Split `Liveness::users` into three. #54211

nnethercote · 2018-09-14T03:02:56Z

This reduces memory usage on some benchmarks because no space is wasted
for padding. For a check-clean build of keccak it reduces max-rss
by 20%.

r? @nikomatsakis, but I want to do a perf run. Locally, I had these results:

instructions: slight regression
max-rss: big win on "Clean" builds
faults: big win on "Clean" and "Nll" builds
wall-time: small win on "Clean" and "Nll" builds

So I want to see how a different machine compares.
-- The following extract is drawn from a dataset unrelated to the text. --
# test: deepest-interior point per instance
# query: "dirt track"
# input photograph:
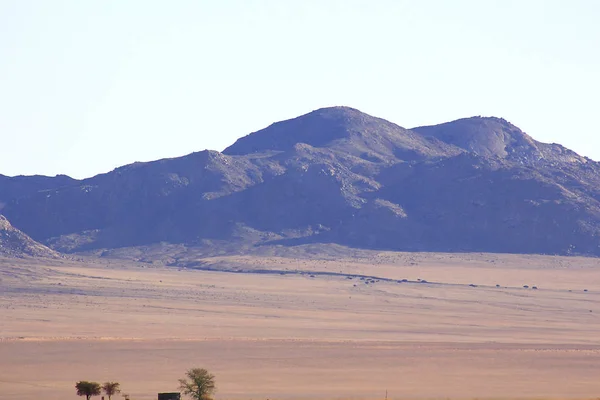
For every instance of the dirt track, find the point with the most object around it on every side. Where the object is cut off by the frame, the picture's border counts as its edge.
(294, 336)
This reduces memory usage on some benchmarks because no space is wasted for padding. For a `check-clean` build of `keccak` it reduces `max-rss` by 20%.
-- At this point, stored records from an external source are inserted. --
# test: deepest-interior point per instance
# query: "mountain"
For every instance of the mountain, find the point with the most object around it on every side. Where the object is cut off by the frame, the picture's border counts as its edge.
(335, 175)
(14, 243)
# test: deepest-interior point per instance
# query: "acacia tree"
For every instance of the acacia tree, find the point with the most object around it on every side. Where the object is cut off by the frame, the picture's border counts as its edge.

nnethercote · 2018-09-14T03:03:07Z

@bors try

bors · 2018-09-14T03:03:19Z

⌛ Trying commit efae70c with merge 7da277b...

@nikomatsakis

Split `Liveness::users` into three. This reduces memory usage on some benchmarks because no space is wasted for padding. For a `check-clean` build of `keccak` it reduces `max-rss` by 20%. r? @nikomatsakis, but I want to do a perf run. Locally, I had these results: - instructions: slight regression - max-rss: big win on "Clean" builds - faults: big win on "Clean" and "Nll" builds - wall-time: small win on "Clean" and "Nll" builds So I want to see how a different machine compares.

Mark-Simulacrum · 2018-09-14T03:13:13Z

src/librustc/middle/liveness.rs

+    // separate `Vec`s so that no space is wasted for padding.
+    users_reader: Vec<LiveNode>,
+    users_writer: Vec<LiveNode>,
+    users_used: Vec<bool>,


Is it worth also making this a bitset/bitvec?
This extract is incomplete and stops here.